On 21/apr/09, at 16:33, Eddie Bell wrote:


> Hi Emmanuel,
>
> I recently had a similar unbalanced data-set (98% 'No') and used an
> SVM with prior weights. The prior weights force the model to account
> for the recessive category by penalizing the classification errors of
> the dominant category (i.e. making recessive class accuracy more
> important).
>
> SVMs aren't as interpretable as decision trees, if trees are required
> I believe the 'rpart' R package supports weighting.

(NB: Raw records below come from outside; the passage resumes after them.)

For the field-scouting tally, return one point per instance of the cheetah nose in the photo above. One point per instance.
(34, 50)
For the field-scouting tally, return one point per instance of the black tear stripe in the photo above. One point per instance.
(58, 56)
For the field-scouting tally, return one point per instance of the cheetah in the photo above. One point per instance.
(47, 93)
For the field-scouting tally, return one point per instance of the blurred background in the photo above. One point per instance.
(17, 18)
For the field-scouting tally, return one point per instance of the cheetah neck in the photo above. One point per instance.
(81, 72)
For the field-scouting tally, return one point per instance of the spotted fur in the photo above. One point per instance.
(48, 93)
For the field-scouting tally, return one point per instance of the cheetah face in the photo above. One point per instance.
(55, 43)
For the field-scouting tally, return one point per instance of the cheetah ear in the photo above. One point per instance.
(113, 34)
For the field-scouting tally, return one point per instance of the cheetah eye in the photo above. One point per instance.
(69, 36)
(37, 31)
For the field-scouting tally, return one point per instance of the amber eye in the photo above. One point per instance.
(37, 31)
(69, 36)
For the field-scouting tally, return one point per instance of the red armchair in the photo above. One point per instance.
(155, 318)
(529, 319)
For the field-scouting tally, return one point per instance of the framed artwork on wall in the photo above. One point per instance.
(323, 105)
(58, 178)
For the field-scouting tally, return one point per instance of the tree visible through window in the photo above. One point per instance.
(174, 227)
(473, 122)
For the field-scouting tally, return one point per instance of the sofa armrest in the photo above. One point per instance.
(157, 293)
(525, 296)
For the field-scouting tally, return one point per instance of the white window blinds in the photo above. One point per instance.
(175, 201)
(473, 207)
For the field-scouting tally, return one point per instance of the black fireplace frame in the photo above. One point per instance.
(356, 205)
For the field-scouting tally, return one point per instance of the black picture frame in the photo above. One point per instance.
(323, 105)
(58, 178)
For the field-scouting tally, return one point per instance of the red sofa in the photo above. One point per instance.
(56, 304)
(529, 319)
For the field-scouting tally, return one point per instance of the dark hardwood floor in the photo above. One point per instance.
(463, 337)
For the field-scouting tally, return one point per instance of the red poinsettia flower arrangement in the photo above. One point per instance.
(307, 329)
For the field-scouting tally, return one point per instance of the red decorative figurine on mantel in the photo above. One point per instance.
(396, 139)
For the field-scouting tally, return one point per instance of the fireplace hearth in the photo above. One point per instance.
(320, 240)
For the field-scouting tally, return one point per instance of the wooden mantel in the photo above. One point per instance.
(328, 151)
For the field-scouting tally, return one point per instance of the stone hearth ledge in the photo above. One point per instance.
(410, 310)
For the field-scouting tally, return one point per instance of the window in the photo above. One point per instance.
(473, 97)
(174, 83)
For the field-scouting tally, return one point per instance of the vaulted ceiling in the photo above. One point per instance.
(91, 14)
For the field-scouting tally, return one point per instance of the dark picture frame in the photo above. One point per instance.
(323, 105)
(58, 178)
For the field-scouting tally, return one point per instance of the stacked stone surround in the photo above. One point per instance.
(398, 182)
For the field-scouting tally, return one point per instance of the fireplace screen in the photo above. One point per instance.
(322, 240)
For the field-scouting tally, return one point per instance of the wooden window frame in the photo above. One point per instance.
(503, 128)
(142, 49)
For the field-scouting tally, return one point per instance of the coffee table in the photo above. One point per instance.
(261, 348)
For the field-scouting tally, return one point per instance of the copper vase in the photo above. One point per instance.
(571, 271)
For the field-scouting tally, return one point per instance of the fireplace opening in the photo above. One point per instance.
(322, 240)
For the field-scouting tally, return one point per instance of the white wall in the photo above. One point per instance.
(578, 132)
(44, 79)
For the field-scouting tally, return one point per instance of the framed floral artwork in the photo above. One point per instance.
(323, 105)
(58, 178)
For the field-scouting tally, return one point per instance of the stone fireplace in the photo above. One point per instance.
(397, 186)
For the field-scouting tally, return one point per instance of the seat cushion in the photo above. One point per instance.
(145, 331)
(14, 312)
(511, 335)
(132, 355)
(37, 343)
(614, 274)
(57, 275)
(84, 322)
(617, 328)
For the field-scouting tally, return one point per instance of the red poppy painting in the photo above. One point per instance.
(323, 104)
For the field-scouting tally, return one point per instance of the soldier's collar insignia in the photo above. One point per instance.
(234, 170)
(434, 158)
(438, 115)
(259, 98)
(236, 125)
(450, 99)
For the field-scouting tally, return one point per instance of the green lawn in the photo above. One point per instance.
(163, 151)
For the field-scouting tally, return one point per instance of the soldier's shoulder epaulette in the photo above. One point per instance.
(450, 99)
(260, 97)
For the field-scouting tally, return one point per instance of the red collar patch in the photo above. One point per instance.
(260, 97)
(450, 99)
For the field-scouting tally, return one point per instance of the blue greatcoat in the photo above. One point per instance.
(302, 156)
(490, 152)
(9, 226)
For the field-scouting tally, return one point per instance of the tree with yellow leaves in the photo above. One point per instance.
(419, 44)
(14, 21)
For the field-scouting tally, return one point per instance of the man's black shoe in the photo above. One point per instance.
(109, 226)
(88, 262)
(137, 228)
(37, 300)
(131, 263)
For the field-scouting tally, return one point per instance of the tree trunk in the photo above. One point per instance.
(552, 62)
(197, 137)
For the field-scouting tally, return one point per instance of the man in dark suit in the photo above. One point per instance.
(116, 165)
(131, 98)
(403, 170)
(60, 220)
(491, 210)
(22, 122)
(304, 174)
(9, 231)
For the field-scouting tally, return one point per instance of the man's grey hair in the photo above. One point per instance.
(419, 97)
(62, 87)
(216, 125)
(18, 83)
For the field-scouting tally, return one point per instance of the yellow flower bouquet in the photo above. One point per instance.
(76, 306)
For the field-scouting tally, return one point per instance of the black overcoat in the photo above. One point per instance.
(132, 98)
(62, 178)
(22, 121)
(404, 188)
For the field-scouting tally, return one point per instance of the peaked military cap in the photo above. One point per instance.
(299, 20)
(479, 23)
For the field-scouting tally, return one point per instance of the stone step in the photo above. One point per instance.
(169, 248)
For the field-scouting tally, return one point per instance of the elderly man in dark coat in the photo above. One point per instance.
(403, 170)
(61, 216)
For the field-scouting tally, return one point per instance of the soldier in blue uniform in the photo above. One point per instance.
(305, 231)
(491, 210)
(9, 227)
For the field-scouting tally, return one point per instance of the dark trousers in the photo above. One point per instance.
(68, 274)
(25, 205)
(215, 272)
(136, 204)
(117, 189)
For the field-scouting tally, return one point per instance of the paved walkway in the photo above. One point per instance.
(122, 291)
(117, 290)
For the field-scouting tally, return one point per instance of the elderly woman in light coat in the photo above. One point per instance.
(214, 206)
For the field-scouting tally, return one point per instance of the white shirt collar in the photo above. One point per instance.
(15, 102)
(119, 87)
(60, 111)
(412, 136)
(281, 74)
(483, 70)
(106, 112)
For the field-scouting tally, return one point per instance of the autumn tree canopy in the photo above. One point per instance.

I'm not familiar
> enough with weka to guide you in that respect but weights should help
> with your problem.
>
> regards
> - eddie
>
> 2009/4/21 Emmanuel Prochasson <emmanuel.prochasson at univ-nantes.fr>:
>> Dear all,
>>
>> I would like to build a decision tree (or whatever supervised
>> classifier
>> relevant) on a set of data containing 0.1% "Yes" and 99.9% "No",
>> using
>> several attributes (12 for now, but I have to tune that). I use Weka,
>> which is totally awesome.
>>
>> My goal is to prune search space for another application (ie : remove
>> say, 80% of the data that are very unlikely to be "Yes"), that's
>> why I'm
>> trying to use a decision tree. Of course some algorithm returns a
>> 1 leaf
>> node tree tagged "No", with a 99.9% precision, which is pretty
>> accurate,
>> but ensure I will always withdraw all of my search space rather than
>> prune it.
>>
>> My problem is : is there a way (algorithm ? software ?) to build a
>> tree
>> that will maximise recall (all "Yes" elements tagged "Yes" by the
>> algorithm). I don't really care about precision (It's ok if many "No"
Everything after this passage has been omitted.